Sirk Yapısının Kamusal Bir Mekana Dönüşümü

Atelier Kempe Thill, aNNo architecten, Baro Architectuur ve SumProject'in on yıldan fazla süredir üzerinde çalıştığı Belçika'nın Gent şehrinde bulunan Wintercircus binasının yeniden tasarımı ve restore edilmesi projesi tamamlandı. Ofisler, bu anıtsal binayı çok amaçlı bir binaya dönüştürdü.

Wintercircus yeniden tasarlanırken, iç mekan ahşap tribünleri (sirk seyircileri için oturma alanları olarak kullanılan), alçı süslemeleri ve asma tavanları kaldırılarak ana yuvarlak bina çıplak beton strüktürüne indirgenmiş.

Wintercircus: Tasarım Yaklaşımı

Wintercircus binası 2000 yılında terk edilmiş. 2005 yılında, binayı zengin mimari mirasına saygı gösteren bir şekilde restore etmeyi amaçlayan Gent merkezli kentsel geliştirme şirketi sogent tarafından satın alınmış. 2012 yılında sogent tarafından düzenlenen ve Wintercircus’u yeniden tasarlamak için düzenlenen bir yarışma, Atelier Kempe Thill’in aNNo architecten ile işbirliği yaparak kazandığı bir proje olmuş. Planlanan program arasında 500 kişilik bir konser salonu, mağazalar, restoranlar, konferans alanları ve genel alanlar bulunuyor.

Atelier Kempe Thill ve aNNo architecten, dört temel tasarım konusunu ele aldı:

İlk konuda eski sirk alanı ele alınıyor.

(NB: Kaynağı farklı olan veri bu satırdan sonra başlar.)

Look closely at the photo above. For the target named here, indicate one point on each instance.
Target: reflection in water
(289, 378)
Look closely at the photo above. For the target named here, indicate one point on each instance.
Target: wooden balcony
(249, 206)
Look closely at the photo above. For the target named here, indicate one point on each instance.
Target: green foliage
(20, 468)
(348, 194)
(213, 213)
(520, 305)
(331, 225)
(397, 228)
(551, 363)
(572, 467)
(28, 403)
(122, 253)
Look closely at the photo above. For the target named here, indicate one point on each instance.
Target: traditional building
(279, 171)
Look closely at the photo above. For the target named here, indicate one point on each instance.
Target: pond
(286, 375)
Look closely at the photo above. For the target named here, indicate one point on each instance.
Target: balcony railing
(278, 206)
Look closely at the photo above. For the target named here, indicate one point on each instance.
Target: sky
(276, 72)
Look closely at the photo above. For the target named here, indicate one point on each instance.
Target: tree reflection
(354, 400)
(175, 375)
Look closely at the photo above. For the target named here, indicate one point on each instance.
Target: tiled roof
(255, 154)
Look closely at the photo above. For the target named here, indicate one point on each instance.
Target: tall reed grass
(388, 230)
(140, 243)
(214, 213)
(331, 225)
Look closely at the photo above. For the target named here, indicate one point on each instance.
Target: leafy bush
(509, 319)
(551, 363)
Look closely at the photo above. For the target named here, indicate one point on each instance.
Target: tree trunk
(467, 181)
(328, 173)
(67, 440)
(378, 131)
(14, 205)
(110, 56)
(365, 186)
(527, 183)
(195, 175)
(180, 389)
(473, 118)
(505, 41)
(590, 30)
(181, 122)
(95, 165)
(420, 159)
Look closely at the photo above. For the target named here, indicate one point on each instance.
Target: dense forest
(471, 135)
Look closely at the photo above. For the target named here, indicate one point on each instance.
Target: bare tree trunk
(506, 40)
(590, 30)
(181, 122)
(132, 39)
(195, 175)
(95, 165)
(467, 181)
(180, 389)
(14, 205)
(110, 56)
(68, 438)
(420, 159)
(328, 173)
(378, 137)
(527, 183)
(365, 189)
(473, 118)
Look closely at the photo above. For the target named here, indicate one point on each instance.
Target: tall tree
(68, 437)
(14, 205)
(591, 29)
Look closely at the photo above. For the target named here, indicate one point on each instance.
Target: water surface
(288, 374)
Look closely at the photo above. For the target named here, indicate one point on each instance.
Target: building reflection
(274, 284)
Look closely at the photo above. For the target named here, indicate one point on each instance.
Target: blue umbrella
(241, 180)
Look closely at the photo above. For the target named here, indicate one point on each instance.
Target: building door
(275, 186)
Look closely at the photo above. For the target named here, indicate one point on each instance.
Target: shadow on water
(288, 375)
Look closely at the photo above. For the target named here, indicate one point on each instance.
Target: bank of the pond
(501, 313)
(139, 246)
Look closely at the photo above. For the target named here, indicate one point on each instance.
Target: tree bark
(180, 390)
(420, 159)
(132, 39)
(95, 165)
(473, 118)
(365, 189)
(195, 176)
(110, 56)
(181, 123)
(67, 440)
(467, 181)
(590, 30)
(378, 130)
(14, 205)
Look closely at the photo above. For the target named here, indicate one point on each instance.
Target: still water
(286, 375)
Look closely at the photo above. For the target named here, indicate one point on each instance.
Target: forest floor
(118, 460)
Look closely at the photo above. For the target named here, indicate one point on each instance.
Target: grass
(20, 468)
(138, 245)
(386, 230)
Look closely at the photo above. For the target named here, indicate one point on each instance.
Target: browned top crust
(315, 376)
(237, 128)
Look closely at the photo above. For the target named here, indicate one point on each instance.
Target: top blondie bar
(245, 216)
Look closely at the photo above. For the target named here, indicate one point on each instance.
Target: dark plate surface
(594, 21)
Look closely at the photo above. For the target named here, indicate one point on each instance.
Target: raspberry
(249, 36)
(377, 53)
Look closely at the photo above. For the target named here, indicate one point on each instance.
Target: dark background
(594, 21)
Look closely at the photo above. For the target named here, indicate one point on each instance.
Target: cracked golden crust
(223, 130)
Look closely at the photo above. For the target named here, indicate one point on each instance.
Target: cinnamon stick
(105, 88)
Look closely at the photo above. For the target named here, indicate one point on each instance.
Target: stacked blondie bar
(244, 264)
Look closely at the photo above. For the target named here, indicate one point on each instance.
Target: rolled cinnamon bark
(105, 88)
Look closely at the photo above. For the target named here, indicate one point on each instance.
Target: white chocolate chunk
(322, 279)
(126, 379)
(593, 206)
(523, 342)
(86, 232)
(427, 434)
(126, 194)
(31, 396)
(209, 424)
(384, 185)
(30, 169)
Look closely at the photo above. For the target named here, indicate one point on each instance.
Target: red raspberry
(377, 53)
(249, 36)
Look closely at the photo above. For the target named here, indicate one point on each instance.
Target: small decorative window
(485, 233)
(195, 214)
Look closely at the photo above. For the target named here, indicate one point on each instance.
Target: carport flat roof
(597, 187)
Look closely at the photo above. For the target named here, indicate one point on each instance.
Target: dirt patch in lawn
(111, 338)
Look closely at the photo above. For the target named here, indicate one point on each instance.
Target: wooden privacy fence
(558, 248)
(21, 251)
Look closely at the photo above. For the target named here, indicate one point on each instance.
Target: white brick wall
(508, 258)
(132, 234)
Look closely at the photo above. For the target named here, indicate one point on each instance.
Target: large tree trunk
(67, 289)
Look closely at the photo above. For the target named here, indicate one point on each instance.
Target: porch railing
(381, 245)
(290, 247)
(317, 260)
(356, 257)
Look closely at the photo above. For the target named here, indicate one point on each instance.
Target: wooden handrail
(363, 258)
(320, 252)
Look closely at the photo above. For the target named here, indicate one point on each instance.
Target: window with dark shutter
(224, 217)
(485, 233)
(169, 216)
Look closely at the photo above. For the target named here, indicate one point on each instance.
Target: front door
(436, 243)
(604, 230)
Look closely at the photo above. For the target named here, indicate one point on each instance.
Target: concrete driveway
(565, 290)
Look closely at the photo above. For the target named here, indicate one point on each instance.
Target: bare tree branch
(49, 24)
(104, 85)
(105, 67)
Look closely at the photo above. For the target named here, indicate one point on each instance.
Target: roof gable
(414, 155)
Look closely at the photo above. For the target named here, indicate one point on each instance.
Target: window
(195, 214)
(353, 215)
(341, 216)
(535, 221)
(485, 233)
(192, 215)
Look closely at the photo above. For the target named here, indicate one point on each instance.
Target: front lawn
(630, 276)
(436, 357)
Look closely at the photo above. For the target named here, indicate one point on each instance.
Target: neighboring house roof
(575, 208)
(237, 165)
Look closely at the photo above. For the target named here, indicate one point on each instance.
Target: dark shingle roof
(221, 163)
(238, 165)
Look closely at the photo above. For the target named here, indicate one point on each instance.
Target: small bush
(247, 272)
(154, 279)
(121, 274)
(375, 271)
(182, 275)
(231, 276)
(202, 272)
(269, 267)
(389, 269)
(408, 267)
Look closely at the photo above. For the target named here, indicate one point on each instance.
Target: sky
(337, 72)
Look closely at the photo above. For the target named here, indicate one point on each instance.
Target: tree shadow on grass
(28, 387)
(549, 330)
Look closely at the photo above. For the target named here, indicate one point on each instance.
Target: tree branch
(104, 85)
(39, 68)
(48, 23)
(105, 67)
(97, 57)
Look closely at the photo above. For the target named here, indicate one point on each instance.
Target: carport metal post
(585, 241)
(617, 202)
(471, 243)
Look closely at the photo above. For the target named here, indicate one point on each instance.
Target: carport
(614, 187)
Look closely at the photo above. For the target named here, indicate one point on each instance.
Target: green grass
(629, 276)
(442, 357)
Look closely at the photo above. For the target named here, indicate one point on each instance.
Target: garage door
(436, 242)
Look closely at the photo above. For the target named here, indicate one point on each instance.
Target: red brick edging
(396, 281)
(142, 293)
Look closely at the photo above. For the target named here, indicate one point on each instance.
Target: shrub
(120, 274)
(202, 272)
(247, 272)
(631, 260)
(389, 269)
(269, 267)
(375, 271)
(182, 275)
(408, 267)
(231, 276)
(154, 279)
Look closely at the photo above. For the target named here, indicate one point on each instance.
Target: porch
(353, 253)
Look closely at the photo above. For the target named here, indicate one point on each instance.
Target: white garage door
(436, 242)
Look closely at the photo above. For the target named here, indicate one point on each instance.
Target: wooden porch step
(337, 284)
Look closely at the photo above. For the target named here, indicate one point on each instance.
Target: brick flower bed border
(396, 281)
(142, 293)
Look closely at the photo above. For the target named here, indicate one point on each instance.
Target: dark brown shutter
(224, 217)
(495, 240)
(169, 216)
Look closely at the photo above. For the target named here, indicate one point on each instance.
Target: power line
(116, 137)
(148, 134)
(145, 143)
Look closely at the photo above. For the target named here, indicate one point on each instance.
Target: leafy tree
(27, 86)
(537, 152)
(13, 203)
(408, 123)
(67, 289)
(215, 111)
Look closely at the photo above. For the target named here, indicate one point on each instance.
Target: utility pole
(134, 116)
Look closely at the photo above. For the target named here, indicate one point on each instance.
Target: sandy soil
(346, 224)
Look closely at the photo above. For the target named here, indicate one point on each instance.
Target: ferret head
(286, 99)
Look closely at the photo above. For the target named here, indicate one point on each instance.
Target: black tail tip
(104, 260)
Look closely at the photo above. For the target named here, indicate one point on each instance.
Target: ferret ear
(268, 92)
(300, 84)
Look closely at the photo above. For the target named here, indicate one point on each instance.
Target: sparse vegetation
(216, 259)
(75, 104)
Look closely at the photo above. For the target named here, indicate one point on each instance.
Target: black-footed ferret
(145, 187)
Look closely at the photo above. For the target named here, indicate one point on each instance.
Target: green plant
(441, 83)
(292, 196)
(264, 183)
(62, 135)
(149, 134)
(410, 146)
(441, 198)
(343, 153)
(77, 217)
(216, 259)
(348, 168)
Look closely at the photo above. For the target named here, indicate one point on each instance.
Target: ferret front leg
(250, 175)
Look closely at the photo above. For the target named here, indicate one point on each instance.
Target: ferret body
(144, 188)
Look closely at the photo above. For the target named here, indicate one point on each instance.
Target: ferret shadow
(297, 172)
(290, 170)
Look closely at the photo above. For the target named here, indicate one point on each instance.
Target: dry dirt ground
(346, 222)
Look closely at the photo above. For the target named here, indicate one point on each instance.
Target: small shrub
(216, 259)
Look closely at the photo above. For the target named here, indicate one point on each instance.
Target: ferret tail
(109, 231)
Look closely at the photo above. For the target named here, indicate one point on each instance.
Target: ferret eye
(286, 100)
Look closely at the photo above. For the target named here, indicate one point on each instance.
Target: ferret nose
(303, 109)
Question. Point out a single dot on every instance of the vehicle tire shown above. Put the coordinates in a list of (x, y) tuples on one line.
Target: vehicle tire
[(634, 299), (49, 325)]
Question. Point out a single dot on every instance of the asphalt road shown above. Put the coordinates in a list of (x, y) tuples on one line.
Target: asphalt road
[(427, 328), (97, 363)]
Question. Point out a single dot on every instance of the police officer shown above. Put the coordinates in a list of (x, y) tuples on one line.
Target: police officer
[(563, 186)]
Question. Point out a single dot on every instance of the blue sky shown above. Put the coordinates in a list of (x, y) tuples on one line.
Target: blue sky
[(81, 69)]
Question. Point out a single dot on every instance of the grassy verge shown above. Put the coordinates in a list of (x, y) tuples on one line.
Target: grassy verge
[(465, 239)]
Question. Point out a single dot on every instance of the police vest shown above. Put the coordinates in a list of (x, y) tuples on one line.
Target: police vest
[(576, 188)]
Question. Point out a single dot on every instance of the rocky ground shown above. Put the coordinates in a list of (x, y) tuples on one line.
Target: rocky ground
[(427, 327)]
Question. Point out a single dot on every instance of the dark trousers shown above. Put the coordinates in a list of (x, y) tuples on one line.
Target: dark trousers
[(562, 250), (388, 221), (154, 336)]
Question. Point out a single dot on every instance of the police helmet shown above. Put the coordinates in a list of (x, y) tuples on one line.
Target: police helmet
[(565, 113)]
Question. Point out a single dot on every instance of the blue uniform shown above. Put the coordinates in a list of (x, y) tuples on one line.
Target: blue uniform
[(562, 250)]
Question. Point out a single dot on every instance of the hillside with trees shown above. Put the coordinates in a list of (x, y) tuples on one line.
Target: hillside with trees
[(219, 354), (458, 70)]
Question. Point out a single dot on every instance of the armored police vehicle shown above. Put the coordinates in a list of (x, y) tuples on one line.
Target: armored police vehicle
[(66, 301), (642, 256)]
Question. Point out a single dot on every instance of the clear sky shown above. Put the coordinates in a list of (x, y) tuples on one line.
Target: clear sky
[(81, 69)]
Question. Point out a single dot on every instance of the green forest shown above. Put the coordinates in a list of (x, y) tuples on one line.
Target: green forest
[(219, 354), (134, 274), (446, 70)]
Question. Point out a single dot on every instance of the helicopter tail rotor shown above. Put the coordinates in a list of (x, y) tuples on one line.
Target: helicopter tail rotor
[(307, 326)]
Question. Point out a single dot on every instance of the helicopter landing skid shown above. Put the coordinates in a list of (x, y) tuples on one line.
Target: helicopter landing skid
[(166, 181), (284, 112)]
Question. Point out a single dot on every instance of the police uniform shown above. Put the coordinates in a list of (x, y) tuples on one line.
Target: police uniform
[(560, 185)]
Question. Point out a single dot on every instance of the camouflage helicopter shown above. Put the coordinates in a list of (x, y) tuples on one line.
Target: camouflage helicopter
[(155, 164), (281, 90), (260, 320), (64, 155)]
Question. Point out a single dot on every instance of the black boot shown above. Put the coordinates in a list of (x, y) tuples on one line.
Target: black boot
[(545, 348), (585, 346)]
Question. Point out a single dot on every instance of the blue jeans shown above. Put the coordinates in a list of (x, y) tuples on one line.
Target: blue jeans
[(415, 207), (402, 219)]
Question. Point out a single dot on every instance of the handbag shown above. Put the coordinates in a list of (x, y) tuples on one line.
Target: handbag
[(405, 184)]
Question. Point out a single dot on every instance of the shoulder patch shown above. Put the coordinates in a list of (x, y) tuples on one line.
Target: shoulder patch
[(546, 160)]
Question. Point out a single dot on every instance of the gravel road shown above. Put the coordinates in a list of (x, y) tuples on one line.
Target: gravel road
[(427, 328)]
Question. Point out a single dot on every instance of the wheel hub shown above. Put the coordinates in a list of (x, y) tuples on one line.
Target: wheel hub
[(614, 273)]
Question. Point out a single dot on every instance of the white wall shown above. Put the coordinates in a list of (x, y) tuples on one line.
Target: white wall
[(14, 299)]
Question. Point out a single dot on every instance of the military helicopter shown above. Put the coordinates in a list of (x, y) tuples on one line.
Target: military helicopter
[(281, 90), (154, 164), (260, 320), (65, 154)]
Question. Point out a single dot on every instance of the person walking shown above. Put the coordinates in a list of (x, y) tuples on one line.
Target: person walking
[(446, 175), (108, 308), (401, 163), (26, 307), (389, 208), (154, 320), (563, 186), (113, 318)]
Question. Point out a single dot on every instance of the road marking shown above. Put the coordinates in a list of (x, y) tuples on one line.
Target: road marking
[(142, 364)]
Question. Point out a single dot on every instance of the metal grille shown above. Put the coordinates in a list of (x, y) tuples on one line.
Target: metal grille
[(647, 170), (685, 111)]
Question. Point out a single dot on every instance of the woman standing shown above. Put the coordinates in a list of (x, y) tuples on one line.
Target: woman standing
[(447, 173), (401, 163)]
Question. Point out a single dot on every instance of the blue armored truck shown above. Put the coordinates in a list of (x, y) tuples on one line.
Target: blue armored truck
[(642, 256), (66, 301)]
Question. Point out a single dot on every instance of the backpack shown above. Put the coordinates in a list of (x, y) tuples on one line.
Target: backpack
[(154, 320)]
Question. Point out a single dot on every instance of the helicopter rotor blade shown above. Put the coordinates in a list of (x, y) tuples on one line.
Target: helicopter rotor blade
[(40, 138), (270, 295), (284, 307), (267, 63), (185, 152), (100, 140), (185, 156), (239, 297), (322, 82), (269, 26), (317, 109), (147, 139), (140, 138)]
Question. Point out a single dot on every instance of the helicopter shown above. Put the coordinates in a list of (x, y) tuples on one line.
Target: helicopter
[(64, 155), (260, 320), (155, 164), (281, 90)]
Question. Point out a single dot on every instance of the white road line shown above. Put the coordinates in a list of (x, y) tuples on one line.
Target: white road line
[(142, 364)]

Mimarlık ofisleri, bu alanın “Roma’daki Pantheon’un aynı devasa boyutlara sahip olduğunu” belirtiyor. Atelier Kempe Thill ekibi, bu alanın “tamamen boş” tutulmasını önermiş. Anıtsal ve esnek bir kamusal alan, “her türlü etkinlik için çeşitli amaçlarla kullanılabilen bir tür gölgelikli meydan” olarak düşünülmüş

İkinci konu, akustik açıdan zorlayıcı konser salonuyla ilgili olmuş. Atelier Kempe Thill ve aNNo architecten, “Bu, güçlendirilmiş beton bir yapı içinde, doğrudan ana yuvarlak sirk binasının altında gerçekleştirildi,” diyor.

Üçüncü konu, yenileme sonrası yüzeyleri ele almış. Cesur ve zekice bir hamle ile her şeyin bulunduğu gibi kalmasına karar verilmiş. Bu, Wintercircus binasının tarihi geçmişinin patinasını korumuş: ham tuğla duvarlar, yıllarca ihmalin ardından ana atriyumda dökülen alçı ve kırmızı kaplı beton zemin…

Dördüncü konu, Ghislain Mahy’nin yaptığı sayısız adaptasyonu içeriyor ve bu, iki mimari ofisin mimarinin duyarlı doğasıyla ilgili bir pozisyon almasına neden olmuş.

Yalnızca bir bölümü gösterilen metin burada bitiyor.